20 Things Only Journalism Students Will Understand
1. There’s no deadline like a journalism deadline. There is nothing as intensely motivating as an angry editor either.
2. Opinions are not for us. You have to embrace the life of not taking side, and you end up doing it more than just in your work.
3. You wouldn’t dare go to an interview without obsessively taking notes or checking the batteries of your cameras and recorders prior. Some call it mild paranoia, you know it’s just that you can’t afford for it to be a complete waste — or total embarrassment.
4. You have to read as much as you write, and though this applies for all writers, even more so when your content is niched, when you have to at once develop a voice that is unique and yet not present at all.
5. Your networking connections will save you, time and time again. Save the numbers of your interviewees and associates for the rest of your life. You always end up needing them at one point or another.
6. You attend journalism seminars half for the information and half for all the free stuff and chances to meet your journalism idols that nobody else would know about.
7. “A journalist’s most important tool is not a notepad, tape recorder, digital camcorder, and computer. It’s the ability to write a story.”

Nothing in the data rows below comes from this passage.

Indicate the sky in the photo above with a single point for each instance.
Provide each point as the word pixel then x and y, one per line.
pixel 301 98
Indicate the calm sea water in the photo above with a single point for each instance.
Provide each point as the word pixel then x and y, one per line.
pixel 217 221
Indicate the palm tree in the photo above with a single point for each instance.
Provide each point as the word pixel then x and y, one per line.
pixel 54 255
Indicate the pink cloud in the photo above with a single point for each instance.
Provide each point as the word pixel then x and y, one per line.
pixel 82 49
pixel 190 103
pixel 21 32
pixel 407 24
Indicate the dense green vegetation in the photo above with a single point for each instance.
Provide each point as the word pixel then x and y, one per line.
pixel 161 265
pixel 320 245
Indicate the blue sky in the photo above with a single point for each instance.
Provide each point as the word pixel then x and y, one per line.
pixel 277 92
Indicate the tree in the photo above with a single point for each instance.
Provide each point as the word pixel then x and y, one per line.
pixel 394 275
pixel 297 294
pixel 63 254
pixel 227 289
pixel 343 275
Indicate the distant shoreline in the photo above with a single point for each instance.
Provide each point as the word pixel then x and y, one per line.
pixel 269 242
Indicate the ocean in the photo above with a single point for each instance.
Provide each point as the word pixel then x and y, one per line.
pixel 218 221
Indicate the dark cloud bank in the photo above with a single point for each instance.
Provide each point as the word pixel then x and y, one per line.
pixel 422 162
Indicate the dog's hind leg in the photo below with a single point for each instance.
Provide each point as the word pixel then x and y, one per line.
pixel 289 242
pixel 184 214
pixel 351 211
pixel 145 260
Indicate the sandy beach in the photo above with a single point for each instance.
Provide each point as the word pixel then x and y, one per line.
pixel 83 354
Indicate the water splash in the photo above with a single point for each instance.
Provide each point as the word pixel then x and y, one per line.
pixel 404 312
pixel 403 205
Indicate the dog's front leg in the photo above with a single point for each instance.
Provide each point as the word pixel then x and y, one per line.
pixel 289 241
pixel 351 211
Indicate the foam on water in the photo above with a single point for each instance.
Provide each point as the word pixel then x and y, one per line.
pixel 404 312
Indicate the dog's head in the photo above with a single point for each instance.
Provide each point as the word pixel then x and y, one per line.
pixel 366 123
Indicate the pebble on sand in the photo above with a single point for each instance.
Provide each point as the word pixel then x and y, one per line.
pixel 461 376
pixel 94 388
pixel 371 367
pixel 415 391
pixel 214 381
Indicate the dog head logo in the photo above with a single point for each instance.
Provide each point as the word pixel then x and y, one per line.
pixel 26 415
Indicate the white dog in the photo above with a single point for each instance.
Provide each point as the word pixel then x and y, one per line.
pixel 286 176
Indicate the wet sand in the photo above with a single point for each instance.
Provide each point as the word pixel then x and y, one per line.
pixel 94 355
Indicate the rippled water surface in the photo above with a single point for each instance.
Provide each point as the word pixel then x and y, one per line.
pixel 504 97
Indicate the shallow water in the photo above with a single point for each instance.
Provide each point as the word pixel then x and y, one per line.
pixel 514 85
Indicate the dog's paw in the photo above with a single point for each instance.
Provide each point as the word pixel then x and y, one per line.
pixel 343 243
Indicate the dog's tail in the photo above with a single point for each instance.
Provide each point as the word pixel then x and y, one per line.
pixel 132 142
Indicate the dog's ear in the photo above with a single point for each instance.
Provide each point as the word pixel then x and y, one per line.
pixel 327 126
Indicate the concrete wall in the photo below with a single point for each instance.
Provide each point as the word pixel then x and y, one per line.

8. You have to be incomparably nice to your interviewees. Before, during and after the interview. It’s a requirement, no matter how uncooperative they were.
9. You know what it means to write a story like an “inverted pyramid.”
10. Coffee is alternative water when the article is due tomorrow and your editor just emailed to make changes.
11. Headline writing should be left to the copy editors, but often isn’t, and it’s a shame, because it’s the hardest thing to make up.
12. Forget about “rest” days. I mean, forget about holidays too. It’s the obligatory part of taking Journalism. We are required to cover special events and occasions. The days that most people are off and celebrating are the ones you’re covering for a piece.
13. “Stories don’t come with a convenient label: you need to be able to spot them.”
14. You have to learn to write not to impress, but to express.
15. The difficulty of journalism is that it also requires research — research you don’t always have time for, and research you often don’t really want to do. But you can’t let laziness wreck you like that.
16. Intense edits are always humbling and brutal, but they’re also necessary and important learning opportunities, ones you only cheat yourself by not embracing.
17. Seeing your byline in print makes everything else worth it.
18. You learn to keep your mouth shut in the face of the overly-critical editor (but tactfully bash them to your other journalism friends behind their backs.)
19. Plagiarism is the black plague of writing. You don’t dare copy someone else’s writing, needless to say your career will be over not to mention you probably won’t be able to sleep at night with all of the ethical wrongness and intellectual theft you’ve committed (yeah, professors get to your head with this one.)
20. Your professors will scare you from the pressure of the course, don’t let that sway you. I once had a professor who tried to get me to drop Journalism because he thought I couldn’t handle the pressure. I am currently an information officer/press release writer in a provincial government. Follow the guidance of your superiors, but ultimately, follow what your own gut tells you. You’re only as held back as you let yourself be.